Installation pétrolière en Iran. — AY-COLLECTION/SIPA

Les tweets de Donald Trump sont au cœur d’un nouveau bras de fer diplomatique… et pétrolier. Dans un communiqué relayé jeudi par l'agence de presse du ministère iranien du Pétrole, le représentant de l’Iran auprès de l’Organisation des pays exportateurs de pétrole (Opep) a demandé au président américain de cesser d’interpeller l’Opep sur les réseaux sociaux : « M. le Président, puis-je vous demander de quoi vous parler ? L’Opep n’a pas fixé les prix du pétrole au cours des trente dernières années, c’est un marché financier et des réseaux régionaux pour les bruts de référence qui le font. Vous imposez des sanctions sur les principaux producteurs, fondateurs de l’Opep, et vous leur demandez quand même de réduire les prix ?! Depuis quand avez-vous commencé à donner des ordres à l’Opep ? », déclare Hossein Kazempour Ardebili avant d’ajouter : « avec vos tweets fréquents et indécents, les cours du pétrole ont grimpé de plus de 10 dollars par baril. s’il vous plaît, arrêtez, sinon ils vont monter davantage ! »

Un argument électoral pour Donald Trump

Le président américain demande régulièrement à l’Opep de réduire ses tarifs en augmentant sa production. Mercredi, Donald Trump s’en est à nouveau pris au « monopole de l’Opep » dans un tweet. « Ils poussent les prix plus haut alors même que les Etats-Unis défendent beaucoup de ces membres pour peu de dollars », a-t-il accusé.

« Nous approchons des élections législatives [en novembre aux Etats-Unis], et le président américain est de plus en plus obsédé par les prix de l’essence », a jugé auprès de l'AFP Olivier Jakob, analyste chez Petromatrix.

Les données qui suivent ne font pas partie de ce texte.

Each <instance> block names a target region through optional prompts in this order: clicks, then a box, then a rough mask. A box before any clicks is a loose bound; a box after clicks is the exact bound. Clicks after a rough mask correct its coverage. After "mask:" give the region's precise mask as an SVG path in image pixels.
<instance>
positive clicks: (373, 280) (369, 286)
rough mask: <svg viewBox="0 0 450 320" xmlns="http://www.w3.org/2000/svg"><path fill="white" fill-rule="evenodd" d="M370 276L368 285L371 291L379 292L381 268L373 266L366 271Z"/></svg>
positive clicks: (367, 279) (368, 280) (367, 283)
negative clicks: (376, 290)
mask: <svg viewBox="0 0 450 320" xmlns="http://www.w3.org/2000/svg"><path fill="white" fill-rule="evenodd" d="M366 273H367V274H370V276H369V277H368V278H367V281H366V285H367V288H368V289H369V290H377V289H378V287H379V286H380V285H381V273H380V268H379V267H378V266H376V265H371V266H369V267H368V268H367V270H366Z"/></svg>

L’Opep et ses partenaires ont annoncé fin juin assouplir l’accord de limitation de la production, mais les prix du brut ont continué de grimper alors que les marchés craignent des perturbations de l’offre. « La production iranienne est la plus en danger, car l’administration américaine vise les exportations [de pétrole à travers ses sanctions], ce qui pourrait réduire l’offre mondiale d’un million de barils par jour », ont souligné les analystes de Goldman Sachs, qui citent également les perturbations au Venezuela, en Libye et au Canada.